Certaines décou­vertes n’ont rien d’une sur­prise. Ainsi, l’encre rouge (uti­li­sée pour les titres et les mots-clés) pro­vient-elle de l’ocre. En revanche, la pré­sence de plomb dans l’encre uti­li­sée sur les papy­rus intrigue. « Nous avons constaté que du plomb était ajouté au mélange d’encre, pro­ba­ble­ment pas comme colo­rant, mais plu­tôt comme sic­ca­tif », décrit Marine Cote. Autrement dit, le plomb était employé pour accé­lé­rer le temps de séchage de l’encre.

 

Fragment de papyrus d'un traité astrologique de la bibliothèque du temple de Tebtynis et images de fluorescence aux rayons X montrant la distribution du fer (rouge) et du plomb (bleu) dans les lettres rouges. © Collection Papyrus Carlsberg et ESRF

Fragment de papy­rus d’un traité astro­lo­gique de la biblio­thèque du temple de Tebtynis et images de fluo­res­cence aux rayons X mon­trant la dis­tri­bu­tion du fer (rouge) et du plomb (bleu) dans les lettres rouges. © Collection Papyrus Carlsberg et ESRF

 

Cela signi­fie­rait que les Égyptiens uti­li­saient déjà, de 100 à 200 ans après JC, une tech­nique pic­tu­rale encore employée… à la Renaissance. « Au XVe siècle, lorsque les artistes ont déve­loppé la pein­ture à l’huile en Europe, le défi était de sécher l’huile dans un laps de temps rai­son­nable », sou­ligne Marine Cotte.
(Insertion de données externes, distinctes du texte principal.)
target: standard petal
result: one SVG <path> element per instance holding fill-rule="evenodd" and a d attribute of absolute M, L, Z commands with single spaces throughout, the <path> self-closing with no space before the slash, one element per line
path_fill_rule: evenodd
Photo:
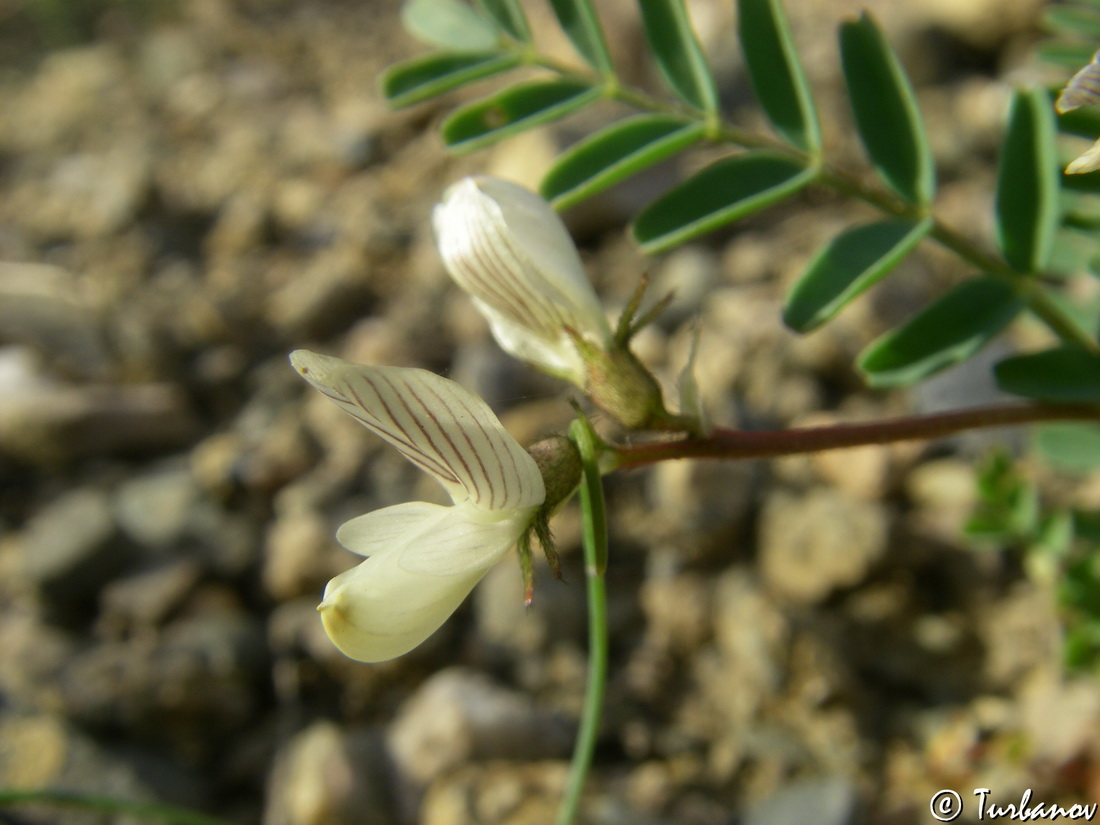
<path fill-rule="evenodd" d="M 516 510 L 546 495 L 534 460 L 489 406 L 427 370 L 368 367 L 296 350 L 295 369 L 314 387 L 434 476 L 456 501 Z"/>
<path fill-rule="evenodd" d="M 417 514 L 423 521 L 410 522 Z M 532 515 L 484 521 L 486 513 L 471 504 L 413 502 L 353 519 L 341 528 L 341 541 L 391 544 L 329 582 L 318 608 L 325 631 L 341 651 L 364 662 L 407 653 L 446 621 Z"/>
<path fill-rule="evenodd" d="M 610 342 L 577 248 L 538 195 L 498 178 L 465 178 L 447 190 L 432 222 L 451 277 L 535 339 L 532 346 L 571 347 L 566 328 L 601 346 Z"/>

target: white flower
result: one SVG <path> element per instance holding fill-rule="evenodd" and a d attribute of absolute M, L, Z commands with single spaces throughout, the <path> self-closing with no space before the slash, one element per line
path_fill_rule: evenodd
<path fill-rule="evenodd" d="M 499 178 L 464 178 L 432 212 L 443 264 L 506 352 L 583 387 L 567 333 L 599 349 L 612 335 L 565 224 L 550 205 Z"/>
<path fill-rule="evenodd" d="M 392 659 L 435 632 L 527 532 L 546 497 L 542 475 L 488 405 L 453 381 L 306 350 L 290 361 L 454 501 L 386 507 L 337 531 L 367 559 L 325 588 L 325 631 L 353 659 Z"/>

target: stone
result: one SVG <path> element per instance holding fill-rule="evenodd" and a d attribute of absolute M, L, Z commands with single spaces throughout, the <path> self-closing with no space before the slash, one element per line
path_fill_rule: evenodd
<path fill-rule="evenodd" d="M 801 604 L 858 584 L 886 550 L 884 507 L 817 488 L 772 493 L 760 515 L 760 571 L 769 589 Z"/>
<path fill-rule="evenodd" d="M 314 722 L 275 760 L 264 825 L 392 825 L 389 770 L 378 732 Z"/>
<path fill-rule="evenodd" d="M 77 488 L 43 507 L 23 536 L 23 575 L 54 619 L 86 621 L 99 589 L 133 559 L 110 499 Z"/>
<path fill-rule="evenodd" d="M 851 780 L 839 777 L 800 779 L 750 807 L 744 825 L 854 825 L 859 792 Z"/>
<path fill-rule="evenodd" d="M 573 725 L 482 673 L 452 667 L 402 705 L 386 744 L 401 774 L 423 787 L 472 760 L 565 757 Z"/>

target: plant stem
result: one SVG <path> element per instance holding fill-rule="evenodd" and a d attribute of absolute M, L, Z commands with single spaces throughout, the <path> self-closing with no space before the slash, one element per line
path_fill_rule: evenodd
<path fill-rule="evenodd" d="M 0 789 L 0 808 L 15 805 L 51 805 L 107 814 L 129 814 L 166 825 L 232 825 L 224 819 L 161 802 L 135 802 L 78 791 Z"/>
<path fill-rule="evenodd" d="M 569 434 L 580 450 L 584 467 L 580 498 L 584 515 L 584 578 L 588 594 L 588 681 L 584 690 L 580 729 L 573 746 L 573 761 L 569 765 L 569 777 L 554 825 L 572 825 L 576 820 L 585 779 L 596 750 L 604 688 L 607 685 L 607 592 L 604 587 L 607 517 L 596 455 L 597 439 L 591 425 L 582 417 L 573 422 Z"/>
<path fill-rule="evenodd" d="M 640 467 L 675 458 L 772 458 L 815 453 L 843 447 L 889 444 L 911 439 L 932 439 L 967 430 L 1009 427 L 1041 421 L 1097 421 L 1100 405 L 1030 404 L 974 407 L 968 410 L 910 415 L 884 421 L 803 427 L 754 432 L 716 429 L 706 436 L 692 436 L 650 444 L 615 448 L 616 467 Z"/>

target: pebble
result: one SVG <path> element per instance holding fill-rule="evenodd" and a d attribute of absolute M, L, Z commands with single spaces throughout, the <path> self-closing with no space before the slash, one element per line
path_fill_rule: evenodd
<path fill-rule="evenodd" d="M 802 779 L 749 808 L 744 825 L 854 825 L 860 821 L 859 791 L 842 777 Z"/>
<path fill-rule="evenodd" d="M 573 725 L 483 673 L 432 675 L 398 711 L 386 743 L 402 776 L 425 786 L 471 760 L 561 758 Z"/>
<path fill-rule="evenodd" d="M 100 588 L 134 558 L 97 488 L 77 488 L 44 506 L 23 536 L 23 575 L 48 614 L 85 622 Z"/>
<path fill-rule="evenodd" d="M 314 722 L 276 757 L 264 825 L 396 825 L 388 771 L 377 731 Z"/>
<path fill-rule="evenodd" d="M 814 604 L 858 584 L 886 550 L 889 520 L 878 502 L 830 488 L 776 490 L 760 515 L 760 570 L 769 589 Z"/>

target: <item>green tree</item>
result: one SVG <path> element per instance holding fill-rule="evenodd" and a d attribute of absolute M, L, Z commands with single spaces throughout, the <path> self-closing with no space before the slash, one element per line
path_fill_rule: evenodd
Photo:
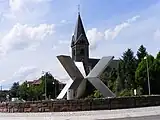
<path fill-rule="evenodd" d="M 29 96 L 29 86 L 27 84 L 27 81 L 25 81 L 24 83 L 22 83 L 19 87 L 19 95 L 20 98 L 23 100 L 30 100 Z"/>
<path fill-rule="evenodd" d="M 56 98 L 60 93 L 59 90 L 59 82 L 56 80 L 50 73 L 46 73 L 44 76 L 40 78 L 42 80 L 41 87 L 43 89 L 43 93 L 45 93 L 45 80 L 46 80 L 46 92 L 47 98 Z"/>
<path fill-rule="evenodd" d="M 114 93 L 116 93 L 116 87 L 117 87 L 117 81 L 116 80 L 117 80 L 117 70 L 115 68 L 113 68 L 112 71 L 109 74 L 108 87 Z"/>
<path fill-rule="evenodd" d="M 107 67 L 100 77 L 111 91 L 116 92 L 117 70 L 115 68 Z"/>
<path fill-rule="evenodd" d="M 160 51 L 158 52 L 156 59 L 160 60 Z"/>
<path fill-rule="evenodd" d="M 142 88 L 142 94 L 148 94 L 148 78 L 147 78 L 147 62 L 148 62 L 148 71 L 150 76 L 150 83 L 153 84 L 154 80 L 154 57 L 148 55 L 146 59 L 143 59 L 136 69 L 135 79 L 137 88 Z M 152 89 L 153 87 L 151 87 Z M 152 90 L 151 90 L 152 91 Z"/>
<path fill-rule="evenodd" d="M 6 101 L 6 96 L 9 94 L 8 90 L 0 91 L 0 102 Z"/>
<path fill-rule="evenodd" d="M 98 90 L 94 91 L 93 96 L 94 96 L 94 98 L 102 98 L 103 97 L 103 95 Z"/>
<path fill-rule="evenodd" d="M 57 95 L 60 93 L 58 80 L 56 80 L 48 72 L 45 75 L 41 76 L 39 80 L 40 84 L 38 85 L 29 84 L 27 81 L 21 84 L 19 88 L 20 98 L 28 101 L 43 100 L 45 95 L 45 87 L 47 92 L 47 98 L 54 99 L 57 97 Z"/>
<path fill-rule="evenodd" d="M 120 59 L 118 70 L 117 70 L 117 85 L 116 85 L 116 94 L 125 89 L 125 75 L 124 75 L 124 62 Z"/>
<path fill-rule="evenodd" d="M 19 97 L 19 82 L 14 82 L 10 89 L 10 97 Z"/>
<path fill-rule="evenodd" d="M 154 59 L 153 65 L 150 70 L 150 78 L 151 78 L 151 93 L 152 94 L 160 94 L 160 59 Z"/>
<path fill-rule="evenodd" d="M 133 96 L 133 89 L 124 89 L 118 94 L 118 96 Z"/>
<path fill-rule="evenodd" d="M 108 81 L 110 79 L 110 74 L 112 72 L 112 68 L 110 66 L 108 66 L 104 72 L 101 74 L 100 78 L 101 80 L 104 82 L 105 85 L 108 86 Z"/>
<path fill-rule="evenodd" d="M 28 82 L 24 82 L 20 86 L 20 98 L 24 100 L 42 100 L 43 88 L 42 85 L 32 85 L 28 84 Z"/>
<path fill-rule="evenodd" d="M 137 51 L 138 63 L 140 63 L 144 59 L 144 57 L 147 56 L 147 54 L 148 53 L 146 51 L 146 48 L 141 45 Z"/>
<path fill-rule="evenodd" d="M 134 52 L 127 49 L 120 58 L 119 67 L 117 69 L 116 94 L 118 96 L 129 96 L 133 94 L 136 88 L 135 71 L 137 68 L 137 60 Z"/>
<path fill-rule="evenodd" d="M 124 87 L 127 89 L 135 88 L 135 70 L 136 70 L 136 58 L 134 52 L 128 49 L 123 53 L 120 60 L 120 79 L 124 83 Z"/>

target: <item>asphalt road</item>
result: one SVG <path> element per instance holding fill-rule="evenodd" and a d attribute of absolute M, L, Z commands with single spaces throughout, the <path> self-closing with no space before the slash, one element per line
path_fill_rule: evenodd
<path fill-rule="evenodd" d="M 116 119 L 96 119 L 96 120 L 160 120 L 160 115 L 145 116 L 145 117 L 127 117 Z"/>
<path fill-rule="evenodd" d="M 160 106 L 77 112 L 0 113 L 0 120 L 160 120 Z"/>

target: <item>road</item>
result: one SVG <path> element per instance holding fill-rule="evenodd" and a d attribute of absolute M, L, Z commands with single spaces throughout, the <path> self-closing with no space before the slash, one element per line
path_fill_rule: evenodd
<path fill-rule="evenodd" d="M 97 120 L 160 120 L 160 115 L 145 116 L 145 117 L 130 117 L 117 119 L 97 119 Z"/>
<path fill-rule="evenodd" d="M 51 113 L 0 113 L 0 120 L 160 120 L 160 106 Z"/>

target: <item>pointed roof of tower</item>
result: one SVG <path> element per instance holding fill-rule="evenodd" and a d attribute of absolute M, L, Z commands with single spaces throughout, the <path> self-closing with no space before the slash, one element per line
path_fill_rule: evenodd
<path fill-rule="evenodd" d="M 81 16 L 80 14 L 78 14 L 78 19 L 77 19 L 77 23 L 74 31 L 74 38 L 77 40 L 81 34 L 85 34 L 85 30 L 83 27 Z"/>
<path fill-rule="evenodd" d="M 80 13 L 78 13 L 78 19 L 77 19 L 74 35 L 72 37 L 71 46 L 75 45 L 79 40 L 81 40 L 80 38 L 82 36 L 84 37 L 83 40 L 85 41 L 85 44 L 89 45 L 88 39 L 86 37 L 85 30 L 84 30 L 84 27 L 83 27 L 83 23 L 82 23 L 82 19 L 81 19 Z"/>

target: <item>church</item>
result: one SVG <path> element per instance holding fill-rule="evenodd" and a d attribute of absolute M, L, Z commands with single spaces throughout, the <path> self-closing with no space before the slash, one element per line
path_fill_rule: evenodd
<path fill-rule="evenodd" d="M 89 57 L 89 41 L 87 39 L 83 22 L 80 13 L 78 13 L 78 19 L 76 22 L 74 34 L 71 41 L 72 60 L 75 62 L 82 62 L 85 68 L 86 75 L 92 70 L 92 68 L 98 63 L 100 59 Z M 119 60 L 113 60 L 109 67 L 118 68 Z M 84 96 L 91 94 L 94 87 L 87 81 L 87 92 Z"/>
Leur solu­tion ? « Les peintres ont alors réa­lisé que cer­tains com­po­sés de plomb pou­vaient être uti­li­sés comme sic­ca­tifs effi­caces ».

 

L’utilisation du plomb comme sic­ca­tif dans les papy­rus de l’Égypte antique étu­diés démontre aussi que l’encre uti­li­sée « ne pou­vait pas être fabri­quée par n’im­porte qui », juge pour sa part l’égyptologue danois Thomas Christiansen. Et comme toute nou­velle décou­verte sou­lève tou­jours de nou­velles ques­tions, le co-auteur de l’é­tude émet l’hy­po­thèse que les encres en ques­tion étaient pré­pa­rées dans des ate­liers spé­cia­li­sés.